Some argue that in a work by an artist using an idea presented by another artist, only the intention needs to be different—not the art itself, particularly when it comes to appropriation. Others argue there is no such thing as an original idea, especially in art, where inspiration, exchange, borrowing and dialogue are part of an ongoing history. That’s no easy consolation for someone who created something and then watched someone else recreate. The law argues the point to varying degrees.

Robin Thicke and Pharrell Williams were ordered to pay $7.3 million when found guilty of copying Marvin Gaye’s “Got to Give It Up” for “Blurred Lines,” a song they co-wrote. Artist Shepard Fairey was accused of stealing a photograph of Barack Obama by an Associated Press freelance photographer, then manipulating it and selling prints, resulting in an out-of-court settlement. Todd Goldman, founder of David and Goliath merchandising company, was accused of plagiarism for a praying kitten cartoon and settled with another cartoonist.

Sanchez Burr brought the issue to the attention of ArtPrize representatives.
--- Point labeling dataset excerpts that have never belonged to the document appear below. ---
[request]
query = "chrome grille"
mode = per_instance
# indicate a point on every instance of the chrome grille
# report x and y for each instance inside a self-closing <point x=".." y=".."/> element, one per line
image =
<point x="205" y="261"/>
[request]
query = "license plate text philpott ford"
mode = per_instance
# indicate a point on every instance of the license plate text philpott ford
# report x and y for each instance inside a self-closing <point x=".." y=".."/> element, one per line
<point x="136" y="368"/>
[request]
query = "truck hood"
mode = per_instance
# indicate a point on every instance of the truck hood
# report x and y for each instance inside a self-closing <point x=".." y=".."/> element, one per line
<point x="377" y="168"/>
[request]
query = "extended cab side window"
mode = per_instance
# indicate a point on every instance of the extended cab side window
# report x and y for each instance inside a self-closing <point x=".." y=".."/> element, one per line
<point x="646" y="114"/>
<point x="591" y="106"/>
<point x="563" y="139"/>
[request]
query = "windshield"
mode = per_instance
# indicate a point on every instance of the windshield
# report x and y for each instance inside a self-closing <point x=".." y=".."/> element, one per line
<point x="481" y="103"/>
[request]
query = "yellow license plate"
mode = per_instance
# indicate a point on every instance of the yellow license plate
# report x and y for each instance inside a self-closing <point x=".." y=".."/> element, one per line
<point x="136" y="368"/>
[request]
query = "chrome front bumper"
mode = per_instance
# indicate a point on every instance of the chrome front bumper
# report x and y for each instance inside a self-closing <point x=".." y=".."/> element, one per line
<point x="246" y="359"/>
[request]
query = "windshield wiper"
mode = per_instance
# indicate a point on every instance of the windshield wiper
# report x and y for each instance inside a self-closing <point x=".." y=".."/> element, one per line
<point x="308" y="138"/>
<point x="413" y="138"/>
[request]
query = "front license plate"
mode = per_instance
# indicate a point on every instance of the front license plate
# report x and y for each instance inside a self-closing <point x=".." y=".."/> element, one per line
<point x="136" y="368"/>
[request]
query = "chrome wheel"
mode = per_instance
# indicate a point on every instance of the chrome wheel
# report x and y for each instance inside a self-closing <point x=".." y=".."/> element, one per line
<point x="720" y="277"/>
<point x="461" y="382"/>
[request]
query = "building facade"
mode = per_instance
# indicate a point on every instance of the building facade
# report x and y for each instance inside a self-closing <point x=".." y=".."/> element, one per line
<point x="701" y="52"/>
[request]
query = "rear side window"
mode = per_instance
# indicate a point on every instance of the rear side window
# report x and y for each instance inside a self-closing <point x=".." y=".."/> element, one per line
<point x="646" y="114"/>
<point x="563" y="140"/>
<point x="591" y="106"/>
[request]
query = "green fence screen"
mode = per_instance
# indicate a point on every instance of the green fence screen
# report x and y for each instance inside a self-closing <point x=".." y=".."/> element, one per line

Jaenell Woods, an ArtPrize spokesperson, says that ArtPrize carefully reviewed the claim and will go forward with the Kennerk piece: “Based on many important differences between his work and ‘Whisper’ by Emily Kennerk—including form, material, scale, audience interaction, use of found objects and genesis of the idea—the organization has decided that ‘Whisper’ complies with the ArtPrize originality requirement."

Sanchez Burr says the materials used are not the issue here. “I am not making a claim that either the materials or the size and scale are the same, the claim is that the process used in the artwork is one that she lifted from my research,” he says. “It is the process that makes the final aesthetics of the work as the work will move from organization to movement and disorganization using sound as the potent kinetic force in the artwork.

“The fact that she knew this work, used similar elements, and used the process, is what makes me feel like I am being robbed of research I have worked on since 2008. Since Emily has never executed an exhibition with this process it is hard to say she simply came up with it one day, knowing that she never worked with sound, and saw my work do it years ago."

Kennerk, whose large-scale three-dimensional works often reflect and comment on suburban housing and the American dream, did not respond to a request for comment. An article announcing her prize said this was her first time using sound deconstruction as a medium. “Whisper” is slated to be featured at ArtPrize Seven in September and October in Grand Rapids, Michigan.